Just when you thought Sir Chris Hoy had finished with speed, Britain’s most successful Olympian has announced a new career on four wheels with the aim of competing in the “Olympics of motorsport” in just two years.
When his former team-mates roll on to the boards of a Brazilian velodrome at Rio 2016, the six-time track cycling gold medalist is intending to contest the Le Mans 24-hour race.
Hoy will be swapping the advice of British Cycling coaches Shane Sutton, Jan Van Eijden and Iain Dyer for the expert tuition of Nissan’s advanced driver development programme, which the Japanese car giant’s bosses say will ‘fast-track’ Hoy’s ‘evolution into top-level motorsport’.
The Scott has impressed Nissan chiefs with his early forays into club level motorsport and will drive a Nissan GT-R NISMO GT3 car in the 2014 British GT Championship.
“The ultimate goal of the programme will be to get Sir Chris back on the podium and progress to competing with Nissan in 2016 at the Le Mans 24 Hours – the world’s most famous endurance race,” a Nissan spokesman said.
Nissan already had a relationship with Hoy – who sealed his place among the greats of British sport by winning his fifth and sixth gold medals on the boards of London’s Olympic Velodrome at the 2012 Summer Games – as a backer for Team GB and ParalympicsGB programmes.
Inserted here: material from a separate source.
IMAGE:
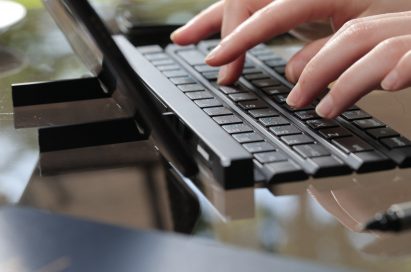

“When we sat down to discuss the relationship, we talked about how we could make things a two-way street,” Hoy said. “When I learned what had been achieved through Nissan’s Driver Development Programme I was keen to take my enthusiasm for motorsport to the next level.
“This won’t be easy – but I could not turn down the chance to give it a go. My ultimate ambition is to race at Le Mans. That is the dream, but I’m taking this one step at a time.”
Hoy will take a seat alongside racing driver Alex Buncombe in the RJN Motorsport Nissan Team. He will drive a Nissan GT-R NISMO car, designed for racing in the GT3 classification.
He will cut his teeth in the 2014 British GT Championship, and is expected to compete in all seven rounds. The series begins next weekend, on the Easter bank holiday (April 19 to 21), at Oulton Park, Cheshire. Hoy will race as a ‘bronze’ driver – a new experience for a man used to gold.
“This makes perfect sense to us,” said Nissan’s Director of Global Motorsport, Darren Cox. “The Le Mans 24 Hours is the Olympics of motorsport so who better to take on an epic challenge such as this.”